Петр понимал, что серьезно болен. Но он никому не мог рассказать об этом и ни с кем не мог посоветоваться. А втянувшие его в преступные сделки аферисты, хотя и замечали странности в его поведении, из корыстных соображений делали вид, что ничего не происходит, так как это им было на руку.
В моменты просветления, если ему удавалось остаться одному в квартире Жардецкого, он спешил, как и дома, улечься на диван и бесцельно смотреть в потолок.
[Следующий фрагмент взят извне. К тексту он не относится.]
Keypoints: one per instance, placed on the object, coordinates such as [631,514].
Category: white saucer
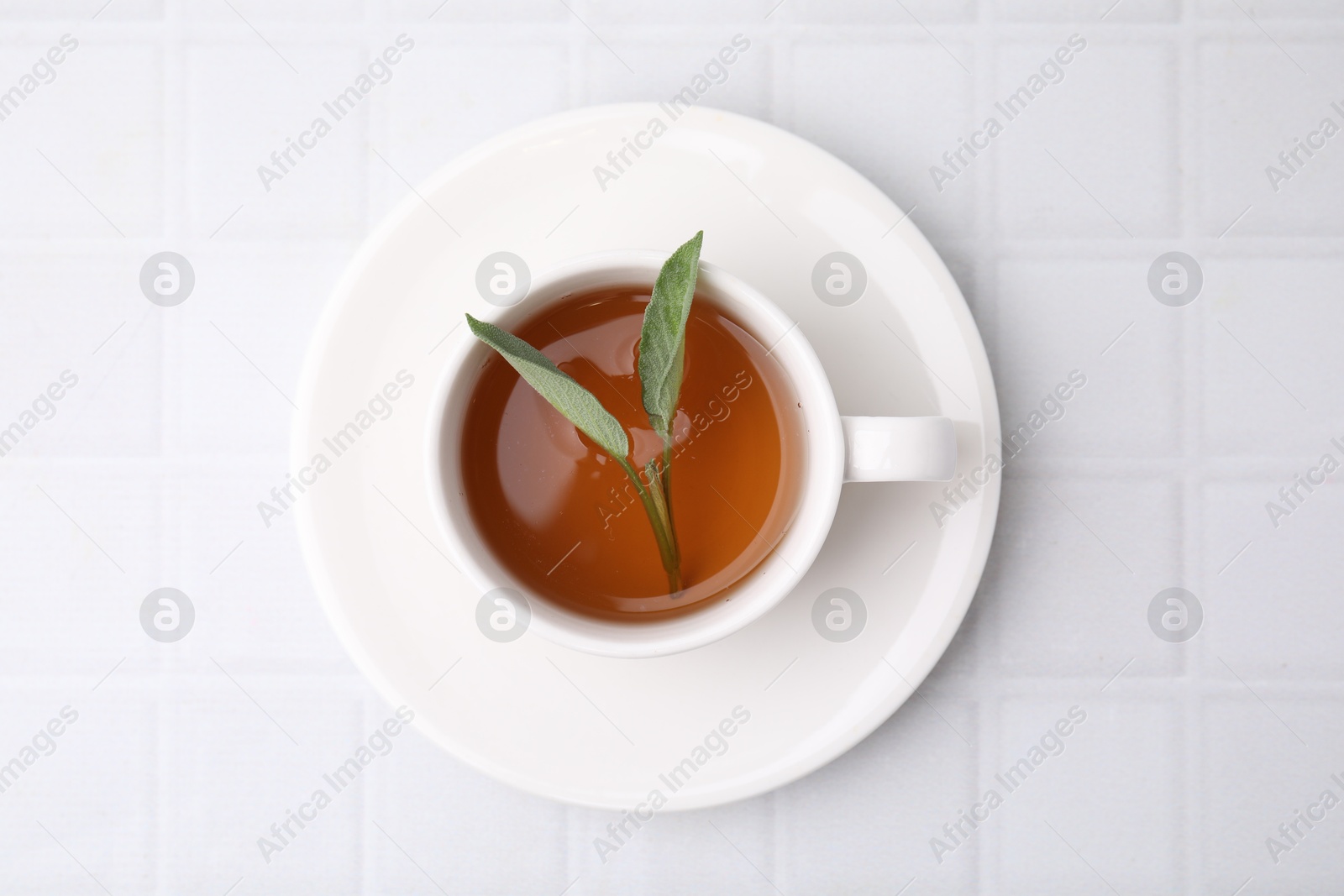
[597,731]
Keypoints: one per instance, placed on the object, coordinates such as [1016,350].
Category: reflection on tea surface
[562,516]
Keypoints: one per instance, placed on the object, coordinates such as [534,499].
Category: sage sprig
[663,343]
[660,367]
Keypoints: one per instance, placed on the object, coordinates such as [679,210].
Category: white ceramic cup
[837,449]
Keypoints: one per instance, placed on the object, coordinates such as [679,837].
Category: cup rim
[743,602]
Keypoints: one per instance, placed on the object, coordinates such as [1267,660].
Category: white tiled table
[1158,476]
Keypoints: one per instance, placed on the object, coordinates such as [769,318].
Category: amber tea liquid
[562,516]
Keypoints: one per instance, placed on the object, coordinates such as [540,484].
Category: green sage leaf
[578,406]
[663,336]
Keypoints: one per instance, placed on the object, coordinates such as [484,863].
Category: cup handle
[898,449]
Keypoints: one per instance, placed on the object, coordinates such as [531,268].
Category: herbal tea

В такие минуты он мог заниматься бесполезным самоедством, грязно матерился или же вслух едко высмеивал Жардецкого, которому в душе завидовал.
Обвиняя окружающих в своем падении и терзающем его пьянстве, он не видел собственной вины.
Мать свою он бессовестно обокрал. А зная ее твердый и решительный характер, особенно если дело касалось сохранения честного имени сыновей и семьи, он теперь даже помыслить не мог, чтобы она его простила и приняла по-хорошему после всего, что он сделал.